The trends transforming the labor market
The pandemic has dramatically shown why firms and their employees need more flexible compensation capabilities, especially those on the front lines of the crisis like nurses or delivery drivers. Many of these workers are now being required to work irregular shifts due to distancing policies or unprecedented demand. Employers in certain industry segments may also have to manage hazard and overtime pay or offer other financial incentives in addition to paying workers off-cycle.
These changing circumstances go both ways: Workers may be required to work less predictable schedules, and they also have financial needs that do not necessarily fit neatly within the traditional two-week pay cycle. The ongoing situation may compound cash flow gaps for such workers — their hours may have been cut, for example, yet they may continue to bear the cost of stocking up on groceries and safety supplies. On-demand payment options may take on special urgency for such workers.
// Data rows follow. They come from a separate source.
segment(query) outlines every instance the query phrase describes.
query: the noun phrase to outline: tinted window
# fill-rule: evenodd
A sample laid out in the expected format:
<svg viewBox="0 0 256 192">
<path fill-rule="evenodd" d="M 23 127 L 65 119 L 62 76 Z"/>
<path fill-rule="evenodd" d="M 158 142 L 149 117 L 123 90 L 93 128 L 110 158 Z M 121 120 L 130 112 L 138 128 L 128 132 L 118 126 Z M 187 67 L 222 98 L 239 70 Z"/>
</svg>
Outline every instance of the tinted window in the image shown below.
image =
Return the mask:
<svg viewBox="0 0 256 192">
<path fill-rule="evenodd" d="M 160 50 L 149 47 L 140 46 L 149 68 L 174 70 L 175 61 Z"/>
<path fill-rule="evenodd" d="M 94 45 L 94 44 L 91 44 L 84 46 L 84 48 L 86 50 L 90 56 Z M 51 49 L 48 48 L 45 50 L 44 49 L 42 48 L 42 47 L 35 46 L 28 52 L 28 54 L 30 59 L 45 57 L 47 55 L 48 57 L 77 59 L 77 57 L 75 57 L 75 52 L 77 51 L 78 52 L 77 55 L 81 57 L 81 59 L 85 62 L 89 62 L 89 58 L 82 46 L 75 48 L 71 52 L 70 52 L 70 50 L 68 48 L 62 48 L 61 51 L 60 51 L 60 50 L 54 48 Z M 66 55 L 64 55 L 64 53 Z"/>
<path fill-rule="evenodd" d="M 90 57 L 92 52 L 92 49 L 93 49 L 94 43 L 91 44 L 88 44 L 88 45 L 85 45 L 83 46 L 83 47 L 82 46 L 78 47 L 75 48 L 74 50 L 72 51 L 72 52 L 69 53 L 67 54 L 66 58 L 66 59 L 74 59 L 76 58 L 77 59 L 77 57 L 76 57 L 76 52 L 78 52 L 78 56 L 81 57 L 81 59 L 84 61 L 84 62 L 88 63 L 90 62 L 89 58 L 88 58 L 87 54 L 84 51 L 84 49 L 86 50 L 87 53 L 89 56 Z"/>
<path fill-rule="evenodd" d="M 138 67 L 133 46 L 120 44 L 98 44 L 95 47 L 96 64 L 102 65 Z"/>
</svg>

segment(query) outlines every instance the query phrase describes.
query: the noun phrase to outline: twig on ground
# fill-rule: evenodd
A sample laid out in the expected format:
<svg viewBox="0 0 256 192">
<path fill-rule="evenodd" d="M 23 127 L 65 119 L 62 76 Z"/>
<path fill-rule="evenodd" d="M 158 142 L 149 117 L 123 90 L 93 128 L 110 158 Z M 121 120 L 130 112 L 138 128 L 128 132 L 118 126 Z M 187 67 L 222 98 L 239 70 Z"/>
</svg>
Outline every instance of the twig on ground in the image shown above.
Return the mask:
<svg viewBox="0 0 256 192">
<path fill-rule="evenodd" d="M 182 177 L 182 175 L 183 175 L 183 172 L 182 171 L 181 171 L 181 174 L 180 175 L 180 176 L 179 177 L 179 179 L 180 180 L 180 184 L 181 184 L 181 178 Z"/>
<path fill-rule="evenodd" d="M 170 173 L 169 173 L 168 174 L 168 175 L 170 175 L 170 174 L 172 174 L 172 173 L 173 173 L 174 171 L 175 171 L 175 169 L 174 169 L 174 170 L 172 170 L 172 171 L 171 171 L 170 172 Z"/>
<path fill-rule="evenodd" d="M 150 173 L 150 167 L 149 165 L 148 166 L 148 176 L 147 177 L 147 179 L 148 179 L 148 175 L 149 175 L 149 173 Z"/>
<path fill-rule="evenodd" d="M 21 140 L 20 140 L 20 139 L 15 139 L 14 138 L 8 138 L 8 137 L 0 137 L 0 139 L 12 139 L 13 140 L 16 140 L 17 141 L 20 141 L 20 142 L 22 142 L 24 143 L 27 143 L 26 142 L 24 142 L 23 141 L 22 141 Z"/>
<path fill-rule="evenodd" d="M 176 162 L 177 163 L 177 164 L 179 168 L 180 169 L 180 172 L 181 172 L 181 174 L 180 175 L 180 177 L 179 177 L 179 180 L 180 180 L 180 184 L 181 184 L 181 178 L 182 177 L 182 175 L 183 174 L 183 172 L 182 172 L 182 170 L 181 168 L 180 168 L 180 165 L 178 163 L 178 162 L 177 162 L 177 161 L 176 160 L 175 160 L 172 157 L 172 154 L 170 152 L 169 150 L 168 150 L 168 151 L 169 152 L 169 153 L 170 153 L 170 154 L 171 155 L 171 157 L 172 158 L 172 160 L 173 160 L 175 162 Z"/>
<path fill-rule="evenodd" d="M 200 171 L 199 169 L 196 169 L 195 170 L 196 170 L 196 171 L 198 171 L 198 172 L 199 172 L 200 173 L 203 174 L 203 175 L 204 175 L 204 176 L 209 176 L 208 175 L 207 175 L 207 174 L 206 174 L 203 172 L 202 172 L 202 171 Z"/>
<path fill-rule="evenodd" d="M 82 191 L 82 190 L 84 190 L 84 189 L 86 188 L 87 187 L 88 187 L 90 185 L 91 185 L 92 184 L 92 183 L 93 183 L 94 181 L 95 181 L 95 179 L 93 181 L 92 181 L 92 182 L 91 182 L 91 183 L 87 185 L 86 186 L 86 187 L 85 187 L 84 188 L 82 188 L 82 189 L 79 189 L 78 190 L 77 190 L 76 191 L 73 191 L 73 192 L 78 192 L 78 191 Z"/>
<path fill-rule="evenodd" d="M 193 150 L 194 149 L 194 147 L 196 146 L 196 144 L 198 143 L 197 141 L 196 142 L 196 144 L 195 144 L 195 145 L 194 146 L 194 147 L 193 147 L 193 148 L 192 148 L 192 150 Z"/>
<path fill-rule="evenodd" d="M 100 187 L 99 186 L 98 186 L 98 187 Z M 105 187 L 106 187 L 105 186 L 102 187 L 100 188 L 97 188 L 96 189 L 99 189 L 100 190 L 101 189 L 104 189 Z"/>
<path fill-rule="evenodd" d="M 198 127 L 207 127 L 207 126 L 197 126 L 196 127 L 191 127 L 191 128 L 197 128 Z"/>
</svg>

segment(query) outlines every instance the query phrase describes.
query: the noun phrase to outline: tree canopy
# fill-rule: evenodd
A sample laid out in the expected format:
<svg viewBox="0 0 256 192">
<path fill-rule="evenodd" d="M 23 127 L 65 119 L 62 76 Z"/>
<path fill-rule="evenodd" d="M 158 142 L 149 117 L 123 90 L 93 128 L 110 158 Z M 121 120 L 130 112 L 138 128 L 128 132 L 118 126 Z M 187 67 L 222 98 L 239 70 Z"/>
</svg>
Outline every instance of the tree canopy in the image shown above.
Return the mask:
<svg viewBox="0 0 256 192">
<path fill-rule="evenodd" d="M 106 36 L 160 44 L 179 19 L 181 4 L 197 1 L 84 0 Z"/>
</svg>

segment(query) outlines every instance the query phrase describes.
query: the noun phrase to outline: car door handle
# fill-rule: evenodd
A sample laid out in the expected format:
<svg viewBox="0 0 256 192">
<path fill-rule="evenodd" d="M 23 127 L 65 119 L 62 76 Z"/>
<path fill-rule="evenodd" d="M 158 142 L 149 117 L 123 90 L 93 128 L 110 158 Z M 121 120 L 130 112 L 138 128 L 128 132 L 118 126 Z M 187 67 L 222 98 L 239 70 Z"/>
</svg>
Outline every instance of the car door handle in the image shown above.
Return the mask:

It is not just frontline workers whose work patterns are being disrupted, however. Many white-collar professionals and office workers are now working from home, including entire HR departments. Non-salaried workers may no longer be able to submit paper time sheets, whereas salaried professionals may find themselves having to work unusual hours from home and may seek stipends or other flexible pay options in light of these circumstances. These shifts are not going to be short-term and are expected to fundamentally alter professional life in the years ahead.
Emerging digital payroll solutions
Businesses are looking to address these challenges using digital payroll solutions that are already available in the market. Some are embracing self-service online tools such as websites that allow employees to access information about their pay, vacation time, benefits and other topics. A new generation of cloud-based mobile tools and faster payment options may be uniquely suited to the current moment, however.
One key innovation does away with the paper and direct deposit checks all together. Workers and contractors can be paid via debit cards or through virtual cards that rely on secure, transaction-specific codes. Payment is disbursed on credit card rails, therefore funds can be made available to workers faster and in more flexible ways than conventional payroll processing allows. Such card-based payment methods may be especially useful for workers who may otherwise have limited access to credit cards and banking services.
A number of payroll providers and firms are making it possible for workers to request same-day payment for work they have completed — or even before completion, in the case of pay advances. Such options have proven especially compelling for non-W2 workers and those making a living in the gig economy. More than two-thirds of gig workers who live “paycheck-to-paycheck” would be willing to switch to providers that offer pay advances. These workers believe having ready access to their paycheck would improve their overall well-being by allowing them to cover basic expenses and lessening financial stress, according to PYMNTS research.
Alongside these new flexible payment offerings are highly functional mobile tools like the MyADP app that put a host of vital tools at employees’ fingertips, including paycheck status, time-off requests and HR inquiries. Such apps often work in tandem with cloud-based HR platforms, which administrators and employees can use anywhere they have access to the internet, a vital capability at a time when HR teams may not have access to on-premise software systems. These cloud-based systems can even stay up-to-date on shifting regulations governing such matters as tax withholding and agency reporting. These are naturally important considerations when economic and regulatory environments are in flux.
Digital payroll innovations in the current era go well beyond offering basic conveniences to employees. They have the potential to secure and strengthen their financial lifelines and their senses of well-being.